Part of being an adult is learning to suppress these baser aspects of our nature and this is something I attempt, often with negligible success, to do. I’ve come to realise that if I want to avoid being told off or controlled then I need to follow the rules before I’m asked, before they’re enforced. As Bob Dylan put it, “…to live outside the law, you must be honest.”

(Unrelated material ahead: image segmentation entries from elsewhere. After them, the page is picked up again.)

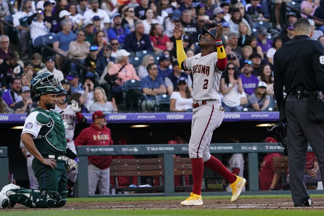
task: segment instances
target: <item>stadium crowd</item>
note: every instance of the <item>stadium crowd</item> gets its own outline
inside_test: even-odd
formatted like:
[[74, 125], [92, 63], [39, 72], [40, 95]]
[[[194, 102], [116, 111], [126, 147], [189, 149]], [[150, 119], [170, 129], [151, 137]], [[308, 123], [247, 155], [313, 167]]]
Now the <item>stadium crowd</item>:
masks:
[[[0, 18], [12, 19], [19, 44], [11, 45], [12, 35], [6, 34], [10, 32], [0, 22], [0, 112], [28, 113], [35, 107], [30, 80], [44, 71], [59, 78], [68, 96], [81, 94], [79, 105], [84, 112], [129, 111], [125, 104], [133, 102], [125, 92], [132, 84], [139, 90], [137, 111], [159, 110], [156, 100], [163, 95], [168, 111], [191, 112], [192, 75], [179, 69], [176, 61], [172, 30], [179, 22], [188, 57], [200, 52], [196, 43], [203, 29], [223, 24], [228, 65], [219, 91], [226, 112], [277, 110], [273, 55], [293, 37], [297, 19], [310, 18], [282, 7], [280, 1], [17, 0], [3, 4]], [[303, 12], [323, 18], [324, 0], [300, 3]], [[324, 44], [324, 23], [309, 20], [312, 38]], [[54, 51], [44, 52], [41, 47], [46, 45]]]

The great majority of students in the schools I’ve worked seem to grasp this unpalatable, but essential truth far more quickly then I did. They know that if they keep their heads down they’ll be left alone to be as they please. But a significant minority are more like me; they need help to learn how to live in the world. Learning how to harness your desire to rail at perceived injustices – knowing when it’s worth making a stand and when it’s better to wind your necks in – can be hard. Part of the role of schools is to provide a safe environment to make mistakes, learn about responsibility and consequences, and prepare to take a full and active part in society. This is the hidden curriculum. As Tom Bennett says, “We don’t just teach [students] lessons in their subjects. We help to teach them good conduct, habits of character, civility, cooperation, community.”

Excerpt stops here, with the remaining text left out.